The girl was led to the riverside for the fertility rituals; somewhat superfluous since she was eight months pregnant. Then the procession started: a pink umbrella was twirled above her head and we fell into formation behind her, shuffling, twirling our hands and chanting. Every hundred yards or so, some unknown female relative would accost this pale Javanese girl, thrusting at her sometimes small banknotes, sometimes pieces of fruit, but always the betel-nut and lime combination that signals honour but turns the stomach of those unaccustomed to it.

We danced through the lower village and started the steep hike up to the site at the centre of the upper village where the sacred stones and Dutch cannons sit. The sun came out for the first time in days. The teenage bride, waddling up the cliff followed by an excited crowd of people laughing, clapping and chanting in a language she didn’t speak, looked like she wanted to cry. A village elder blessed her, then she waddled back down.

Her husband, more than two decades her senior and with a belly as big and round as hers, remained impassive through this whole ordeal. He did not seem the talkative type; indeed he and his wife did not address a single word to one another in any of their three public appearances in the village. I shook his hand in the reception line after the blessing, but we didn’t chat.

After the trek up and down the hill, the pair sat uncomfortably on the floor of Jacob’s mother’s house, backs to the musty wall. The Big Man’s mother threw herself into her son’s lap, sobbing loudly. He sat motionless until she transferred her grief to her daughter-in-law, snivelling into the girl’s long, straight hair, burrowing into her lap. The girl did some there-there back-patting and looked disconcerted. She smiled only once, to reassure two pale, Sunsilky-haired stepdaughters six or seven years younger than herself, the product of one of the earlier Javanese wives.

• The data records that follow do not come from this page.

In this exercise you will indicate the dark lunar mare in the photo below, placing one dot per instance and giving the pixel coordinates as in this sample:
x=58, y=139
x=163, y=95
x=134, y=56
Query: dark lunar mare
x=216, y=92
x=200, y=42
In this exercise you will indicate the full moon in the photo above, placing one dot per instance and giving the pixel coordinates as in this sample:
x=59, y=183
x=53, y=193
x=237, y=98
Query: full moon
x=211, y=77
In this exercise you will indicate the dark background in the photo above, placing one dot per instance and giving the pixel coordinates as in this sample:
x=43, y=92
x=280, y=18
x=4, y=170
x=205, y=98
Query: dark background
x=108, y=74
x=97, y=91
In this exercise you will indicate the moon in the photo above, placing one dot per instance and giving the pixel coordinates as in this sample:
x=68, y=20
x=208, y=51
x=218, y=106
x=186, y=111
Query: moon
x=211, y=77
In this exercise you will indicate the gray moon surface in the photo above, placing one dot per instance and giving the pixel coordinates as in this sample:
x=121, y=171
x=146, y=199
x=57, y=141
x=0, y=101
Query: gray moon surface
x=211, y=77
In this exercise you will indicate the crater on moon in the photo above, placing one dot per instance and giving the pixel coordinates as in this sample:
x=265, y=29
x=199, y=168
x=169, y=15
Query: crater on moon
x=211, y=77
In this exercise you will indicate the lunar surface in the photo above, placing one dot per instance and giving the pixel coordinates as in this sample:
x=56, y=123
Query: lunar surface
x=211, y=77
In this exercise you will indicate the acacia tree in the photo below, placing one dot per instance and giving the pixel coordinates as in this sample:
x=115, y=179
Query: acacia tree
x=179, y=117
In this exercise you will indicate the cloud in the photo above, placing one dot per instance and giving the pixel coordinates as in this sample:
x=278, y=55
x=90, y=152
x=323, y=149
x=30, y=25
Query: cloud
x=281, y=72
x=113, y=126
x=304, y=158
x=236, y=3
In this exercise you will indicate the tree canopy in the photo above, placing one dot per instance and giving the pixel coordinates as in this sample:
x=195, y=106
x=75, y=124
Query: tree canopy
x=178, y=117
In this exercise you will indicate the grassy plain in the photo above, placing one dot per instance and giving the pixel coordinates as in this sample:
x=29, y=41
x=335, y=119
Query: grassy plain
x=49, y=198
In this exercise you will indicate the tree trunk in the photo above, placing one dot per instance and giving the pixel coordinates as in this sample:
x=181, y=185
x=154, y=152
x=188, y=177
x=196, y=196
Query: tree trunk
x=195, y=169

As abruptly as it had begun, the wailing stopped. The couple were forgotten and the party began. There were canned soft-drinks and prepackaged assortments of store-bought confections. These treats, rarely seen in the village, were taken as due now that there was a Big Man in town. Everyone grabbed for them with abandon, stashing them away to take home and fortifying themselves with more ordinary village fare: the cups of sticky tea and slabs of homemade cake that issued in waves from the back kitchen.

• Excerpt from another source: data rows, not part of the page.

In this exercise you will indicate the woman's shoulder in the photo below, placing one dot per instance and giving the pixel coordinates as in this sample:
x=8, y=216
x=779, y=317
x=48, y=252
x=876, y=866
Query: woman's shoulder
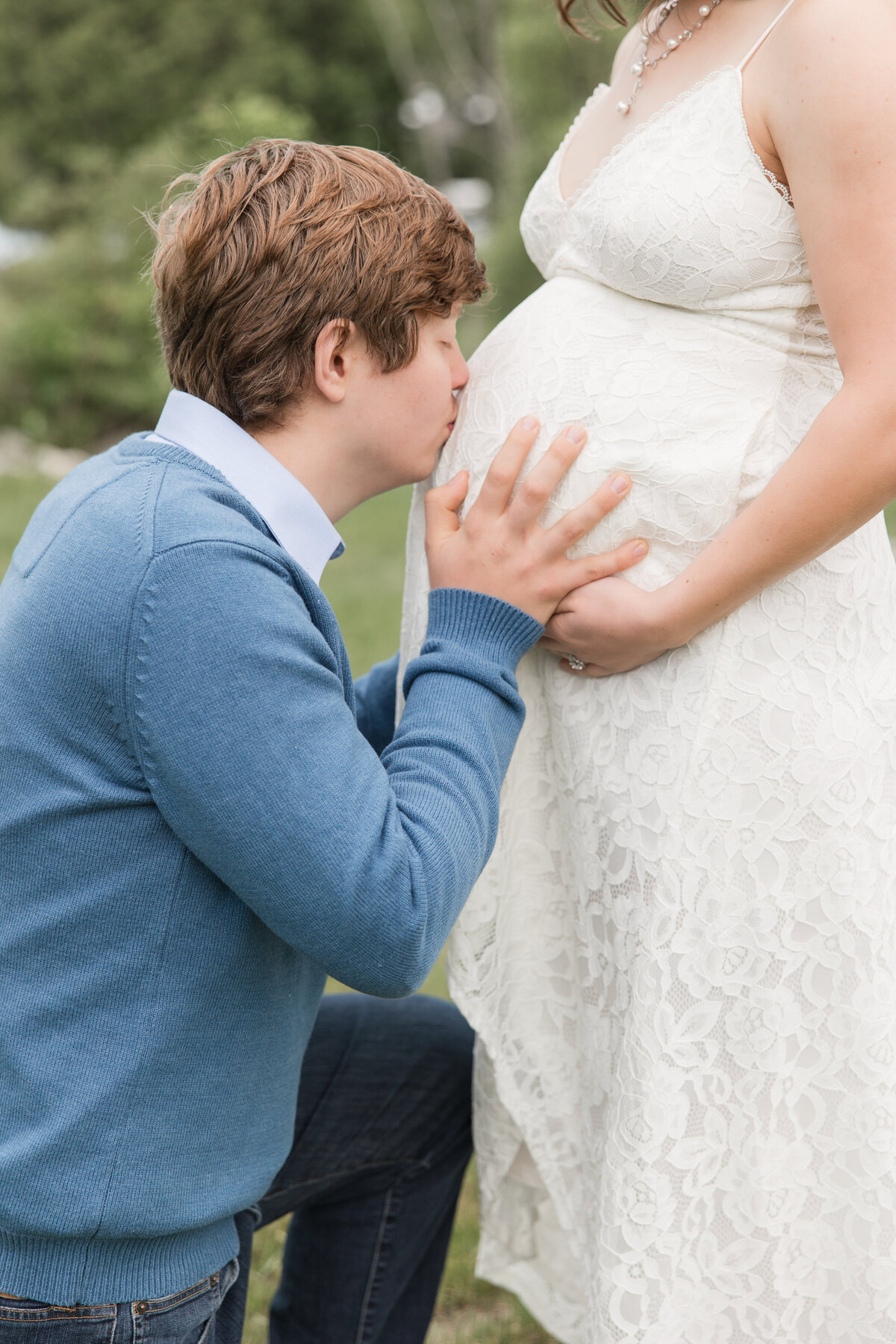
x=830, y=40
x=829, y=80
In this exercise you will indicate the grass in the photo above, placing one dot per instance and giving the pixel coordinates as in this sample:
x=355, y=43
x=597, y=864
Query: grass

The dancing began, the women swaying and twirling in stately rows, changing direction with each ululation. Men kept time with drums, elders sang verses of traditional songs, and everyone had a joyous time. At a certain point it all got noticeably more joyous; the ululations trilling with energy and white envelopes being waved overhead. The Big Man had given the dancing ladies two and a half million rupiah between them, US$270, just because.

On Christmas Eve the stepdaughters turned up at church in matching electric pink. One wore a satinate flamenco dress, the other a lacy wedding affair. Both had pink-feathered fascinators on their heads, as if they were going to a society wedding; both wore miniature high heels. They came in late and flounced up the aisle to the front row with a ‘look at me’ imperative. The village girls flapped around them like moths around a flame. The father followed behind, still impassive.

His expression didn’t flicker when the church warden read out the contributions the church had received from various members of the ‘Big Family of Ohoiwait’. Pak Bram had sent a contribution from Tual. So had Pak Ayub, another member of Oma’s clan who was now head of the Department of Social Affairs and Employment for Central Maluku. There were many others who had made Christmas donations to their home village: 150,000 here, 300,000 there. The visiting MP had outdonated them all by a factor of ten.

I wondered what it was like for him being back in this out-of-the-way place, a place with no air-conditioning, with no red-plated SUVs, with no fawning staff, hotel dinners, TV interviews. A place with no phone signal, even. He had come because his father had died recently; now he was technically head of the family. But he showed not a shred of pleasure at rediscovering the place where he grew up.